Singing the Postman is a poignant musical comedy drama from Crude Apache Theatre Co.
Although born in Bury Lancashire, and later living in Lincolnshire and Grimsby, Allan Smethurst, the Singing Postman will be forever associated with his adopted home of Norfolk. He lived in Sheringham and Stiffkey, first coming to the county at the age of 2.
Rather than a straightforward biography it tells the tale of three Singing Postmen tribute acts, Billy, Terence and Geoff. By chance they meet in a pub one rainy night on their way to a Singing Postman Birthday Memorial Show in Framlington. Stranded by the bad weather and floods they are forced into each other's company and start to discuss their fascination with - and different takes on - this most singular of singer/songwriters.
Will they get to the gig? Will they resolve their differences? And will they find redemption through the wisdom of the Singing Postman?
Singing the Postman is a must see for any fans of Alan Smethurst, and an insight into his songs and life for those less familiar with this most unusual of songwriters.
Allan Smethurst was born in 1927, spent most of his formative years in Norfolk and loved the county. He was living in Yorkshire, working as a postman and homesick for the county when he began to write songs in a Norfolk dialect. These were comic, yet closely observed, songs about rural life. The subject matter ranged from the village cricket match and the ladies darts team to mass-produced food (Oi Can't Git A Noice Loaf).
The songs came to the attention of various BBC Radio programmes including Women's Hour, Today and crucially a Norfolk based BBC presenter called Ralph Tuck who was keen to promote Smethurst and first dubbed him The Singing Postman.

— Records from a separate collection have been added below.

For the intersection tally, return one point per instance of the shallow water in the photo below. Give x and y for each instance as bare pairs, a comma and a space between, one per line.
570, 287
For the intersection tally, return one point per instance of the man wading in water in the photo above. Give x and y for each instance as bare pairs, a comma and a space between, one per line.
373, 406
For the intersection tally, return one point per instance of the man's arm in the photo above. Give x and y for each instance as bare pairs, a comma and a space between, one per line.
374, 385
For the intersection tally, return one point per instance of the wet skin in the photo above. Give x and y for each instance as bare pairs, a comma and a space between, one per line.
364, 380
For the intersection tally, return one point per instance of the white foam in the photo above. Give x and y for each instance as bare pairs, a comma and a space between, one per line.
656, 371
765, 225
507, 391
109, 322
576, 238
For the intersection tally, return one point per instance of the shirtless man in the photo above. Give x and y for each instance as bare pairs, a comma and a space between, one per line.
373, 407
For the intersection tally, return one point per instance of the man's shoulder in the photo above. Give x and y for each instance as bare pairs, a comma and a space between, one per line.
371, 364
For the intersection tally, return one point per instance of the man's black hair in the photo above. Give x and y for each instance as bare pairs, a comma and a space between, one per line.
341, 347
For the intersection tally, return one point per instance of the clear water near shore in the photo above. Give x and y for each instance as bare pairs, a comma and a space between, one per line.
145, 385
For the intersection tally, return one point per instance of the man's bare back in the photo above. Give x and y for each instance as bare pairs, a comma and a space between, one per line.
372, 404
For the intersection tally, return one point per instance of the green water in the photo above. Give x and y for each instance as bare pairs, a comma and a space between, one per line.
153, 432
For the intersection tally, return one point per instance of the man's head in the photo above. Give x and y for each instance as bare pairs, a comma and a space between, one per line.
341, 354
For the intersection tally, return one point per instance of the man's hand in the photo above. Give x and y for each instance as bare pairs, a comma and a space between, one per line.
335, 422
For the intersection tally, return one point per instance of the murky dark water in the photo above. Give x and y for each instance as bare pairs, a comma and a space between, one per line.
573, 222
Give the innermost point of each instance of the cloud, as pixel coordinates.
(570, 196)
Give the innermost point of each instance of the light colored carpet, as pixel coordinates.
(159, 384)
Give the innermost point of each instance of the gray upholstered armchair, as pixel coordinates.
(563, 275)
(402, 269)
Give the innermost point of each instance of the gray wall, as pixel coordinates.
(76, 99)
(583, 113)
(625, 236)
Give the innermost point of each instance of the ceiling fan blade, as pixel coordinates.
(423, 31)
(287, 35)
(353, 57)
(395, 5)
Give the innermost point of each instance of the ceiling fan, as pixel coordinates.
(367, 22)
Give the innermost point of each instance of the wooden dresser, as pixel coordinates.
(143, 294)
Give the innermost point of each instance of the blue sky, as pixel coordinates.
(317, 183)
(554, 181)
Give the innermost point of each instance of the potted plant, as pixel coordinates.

Unable to secure record company interest Tuck decided to use his own money to record and press a 7” extended play vinyl record. This sold more than 10,000 copies in four months. At the time the EDP announced that the Singing Postman was outselling the Beatles and the Rolling Stones in Norfolk's record shops. In 1965 he shot to national fame with 'Hev Yew Gotta Loight Boy?' sung in his distinctive Norfolk dialect with guitar accompaniment.
His new success shot him into the spotlight, leading to many television appearances, including Top of the Pops. He was signed to Parlophone Records, home to The Beatles, and seemed set for a lucrative career.